If a judge rules in favor of someone staking claim to a house, the lender’s title insurance policy will only pay for court costs incurred by the bank, and it will reimburse the bank for what you owe on the mortgage if the sale is deemed null and void, Zawadzki says. An owner’s title insurance policy will cover your financial losses, such as attorney’s fees and court costs, even if you have to move out of the house.
Nudging neighbors
The adage that good fences make good neighbors might not hold true if it’s discovered that someone put up a fence, deck, shed, pool, driveway, etc., on your new property. And should that happen before you close, Israel says title insurance will pay the cost of any legal battle or efforts to settle the matter out of court and have the item removed from property that is legally yours.
Hidden mortgages
Just as with liens, it’s possible a title search might not uncover a mortgage until after closing because it was posted incorrectly with the county recorder, Israel says.
“Because the buyer received a clear title at closing, if an owner title insurance policy is in place, the buyer just has to file a claim and the policy will pay off that lingering mortgage,” Israel says.
Unpaid taxes
Zawadzki says that even though a tax search might come up with no delinquent taxes on a property, that doesn’t mean a buyer couldn’t subsequently receive notification of delinquent back taxes after closing.
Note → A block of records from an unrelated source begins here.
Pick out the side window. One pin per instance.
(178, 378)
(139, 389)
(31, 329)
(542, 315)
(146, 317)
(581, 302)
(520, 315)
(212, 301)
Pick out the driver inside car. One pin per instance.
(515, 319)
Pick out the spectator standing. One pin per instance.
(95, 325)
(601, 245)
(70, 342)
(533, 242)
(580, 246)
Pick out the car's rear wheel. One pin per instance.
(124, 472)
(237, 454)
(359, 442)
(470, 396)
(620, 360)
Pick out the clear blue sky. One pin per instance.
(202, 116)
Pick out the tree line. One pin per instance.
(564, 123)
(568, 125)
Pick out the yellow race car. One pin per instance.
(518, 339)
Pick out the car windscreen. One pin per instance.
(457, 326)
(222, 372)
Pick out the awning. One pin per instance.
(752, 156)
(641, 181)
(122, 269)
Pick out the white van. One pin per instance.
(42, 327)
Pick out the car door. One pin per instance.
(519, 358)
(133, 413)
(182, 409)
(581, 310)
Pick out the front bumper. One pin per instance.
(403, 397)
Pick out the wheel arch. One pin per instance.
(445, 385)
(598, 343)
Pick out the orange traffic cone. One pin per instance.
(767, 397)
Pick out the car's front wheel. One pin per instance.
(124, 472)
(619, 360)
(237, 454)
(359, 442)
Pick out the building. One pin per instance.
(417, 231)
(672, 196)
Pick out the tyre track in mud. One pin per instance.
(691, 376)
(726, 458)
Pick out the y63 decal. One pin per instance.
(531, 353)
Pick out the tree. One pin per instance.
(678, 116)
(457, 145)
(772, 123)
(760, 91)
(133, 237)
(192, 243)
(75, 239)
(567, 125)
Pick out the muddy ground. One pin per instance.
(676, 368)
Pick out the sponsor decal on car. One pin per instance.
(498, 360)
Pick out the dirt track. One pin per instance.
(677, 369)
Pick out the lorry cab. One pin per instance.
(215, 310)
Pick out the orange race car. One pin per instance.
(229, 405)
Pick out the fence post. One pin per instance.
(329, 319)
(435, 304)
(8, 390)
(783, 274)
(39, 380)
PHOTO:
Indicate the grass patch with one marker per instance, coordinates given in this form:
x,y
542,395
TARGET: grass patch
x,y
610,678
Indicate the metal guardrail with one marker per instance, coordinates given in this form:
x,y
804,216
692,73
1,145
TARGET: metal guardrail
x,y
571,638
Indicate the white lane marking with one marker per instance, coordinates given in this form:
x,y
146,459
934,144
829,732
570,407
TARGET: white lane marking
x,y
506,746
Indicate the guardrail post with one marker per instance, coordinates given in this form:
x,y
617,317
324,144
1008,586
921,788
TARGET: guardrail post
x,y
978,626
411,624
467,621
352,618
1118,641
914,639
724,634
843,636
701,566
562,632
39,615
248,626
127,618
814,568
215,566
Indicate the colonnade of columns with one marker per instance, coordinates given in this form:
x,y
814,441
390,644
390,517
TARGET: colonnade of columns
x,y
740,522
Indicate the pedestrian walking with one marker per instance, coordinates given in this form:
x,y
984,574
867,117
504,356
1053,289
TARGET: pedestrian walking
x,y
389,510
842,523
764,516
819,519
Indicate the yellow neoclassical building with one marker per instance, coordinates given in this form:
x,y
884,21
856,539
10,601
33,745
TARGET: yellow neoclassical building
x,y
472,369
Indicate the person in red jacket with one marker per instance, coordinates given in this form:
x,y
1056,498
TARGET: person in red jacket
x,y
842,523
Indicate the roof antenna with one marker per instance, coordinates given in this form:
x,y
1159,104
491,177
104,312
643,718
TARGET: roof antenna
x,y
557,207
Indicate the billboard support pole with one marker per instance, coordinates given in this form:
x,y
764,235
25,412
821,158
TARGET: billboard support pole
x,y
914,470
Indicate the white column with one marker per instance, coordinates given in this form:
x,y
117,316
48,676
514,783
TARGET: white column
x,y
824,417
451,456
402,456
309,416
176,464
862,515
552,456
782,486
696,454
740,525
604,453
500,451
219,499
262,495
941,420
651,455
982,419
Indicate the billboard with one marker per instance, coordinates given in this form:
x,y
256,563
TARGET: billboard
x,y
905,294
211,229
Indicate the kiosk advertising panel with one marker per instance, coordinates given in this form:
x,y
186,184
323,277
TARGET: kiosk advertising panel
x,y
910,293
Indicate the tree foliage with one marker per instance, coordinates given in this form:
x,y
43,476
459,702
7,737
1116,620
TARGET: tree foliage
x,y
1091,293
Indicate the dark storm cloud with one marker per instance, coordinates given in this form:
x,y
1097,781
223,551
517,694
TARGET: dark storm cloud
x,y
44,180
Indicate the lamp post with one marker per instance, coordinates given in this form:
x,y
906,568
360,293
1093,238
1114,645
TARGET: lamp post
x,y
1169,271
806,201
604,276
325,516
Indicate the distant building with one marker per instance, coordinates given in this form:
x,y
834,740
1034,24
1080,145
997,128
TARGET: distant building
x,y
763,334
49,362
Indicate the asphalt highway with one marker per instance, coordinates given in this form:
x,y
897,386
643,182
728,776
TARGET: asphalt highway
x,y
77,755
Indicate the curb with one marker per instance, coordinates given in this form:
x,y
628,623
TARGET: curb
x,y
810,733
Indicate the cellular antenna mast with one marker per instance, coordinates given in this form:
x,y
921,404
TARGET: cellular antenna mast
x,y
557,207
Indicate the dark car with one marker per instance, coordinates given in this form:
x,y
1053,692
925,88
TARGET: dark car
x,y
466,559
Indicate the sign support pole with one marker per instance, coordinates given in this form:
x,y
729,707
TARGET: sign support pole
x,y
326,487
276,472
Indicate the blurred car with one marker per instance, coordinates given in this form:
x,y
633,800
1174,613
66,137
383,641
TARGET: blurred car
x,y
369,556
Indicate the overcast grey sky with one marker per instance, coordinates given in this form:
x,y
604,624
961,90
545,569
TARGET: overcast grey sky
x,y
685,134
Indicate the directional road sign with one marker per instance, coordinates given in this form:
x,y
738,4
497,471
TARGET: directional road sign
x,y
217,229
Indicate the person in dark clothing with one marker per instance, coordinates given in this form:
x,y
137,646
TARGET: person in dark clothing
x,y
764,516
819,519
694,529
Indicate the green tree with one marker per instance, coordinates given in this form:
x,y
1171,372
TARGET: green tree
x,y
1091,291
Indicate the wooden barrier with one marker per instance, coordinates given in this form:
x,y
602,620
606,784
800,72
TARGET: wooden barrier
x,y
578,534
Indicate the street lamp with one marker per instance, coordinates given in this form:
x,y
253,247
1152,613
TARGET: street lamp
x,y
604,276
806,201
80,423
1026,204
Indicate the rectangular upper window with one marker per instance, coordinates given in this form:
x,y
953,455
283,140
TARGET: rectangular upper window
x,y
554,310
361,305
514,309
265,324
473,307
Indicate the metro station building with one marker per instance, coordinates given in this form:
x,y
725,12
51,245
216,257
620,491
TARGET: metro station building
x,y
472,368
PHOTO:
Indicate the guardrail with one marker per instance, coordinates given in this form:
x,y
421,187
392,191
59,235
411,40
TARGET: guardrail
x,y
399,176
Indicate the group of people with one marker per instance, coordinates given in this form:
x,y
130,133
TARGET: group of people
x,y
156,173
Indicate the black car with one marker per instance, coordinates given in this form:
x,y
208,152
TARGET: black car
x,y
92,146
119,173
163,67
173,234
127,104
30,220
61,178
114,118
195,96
And that bill could be heavy—unless the buyer has owner’s title insurance.
“An owner’s title insurance policy would pay for this,” he says, “because the buyer was given paperwork that indicated taxes were paid.”
The point of purchase
Israel says a title insurance policy is issued the day of closing. It’s paid for then, too.
“The cost can’t be built into the mortgage,” he says.
The one-time premium cost varies by location. “Every state regulates the price of title insurance, which is always tied to the purchase price and/or mortgage amount,” Israel says.
Even if the chances are low that past owners or old tax bills might surface, it’s worth it to at least have a conversation with your attorney and/or title company about title insurance. If you’re on the fence about plunking down money for a policy, Israel suggests reviewing your finances. Ask yourself how you would handle the financial and possible relocation expenses if you were to suddenly awaken to a title-related nightmare.
No sensible car owner would drive without insurance, so it figures that no homeowner should be without insurance, either.
The essential idea behind various forms of real estate insurance is to protect owners in the event of catastrophe. If something goes wrong, insurance can be the bargain of a lifetime.
How much Title Insurance?
Title Insurance: Purchased with a one-time fee at closing, title insurance protects owners in the event the title to the property is found to be invalid. Coverage includes “lenders” policies, which protect buyers up to the mortgage value of the property, and “owners” coverage, which protects owners up to the purchase price. In other words, owners coverage protects both the mortgage amount and the value of the down payment.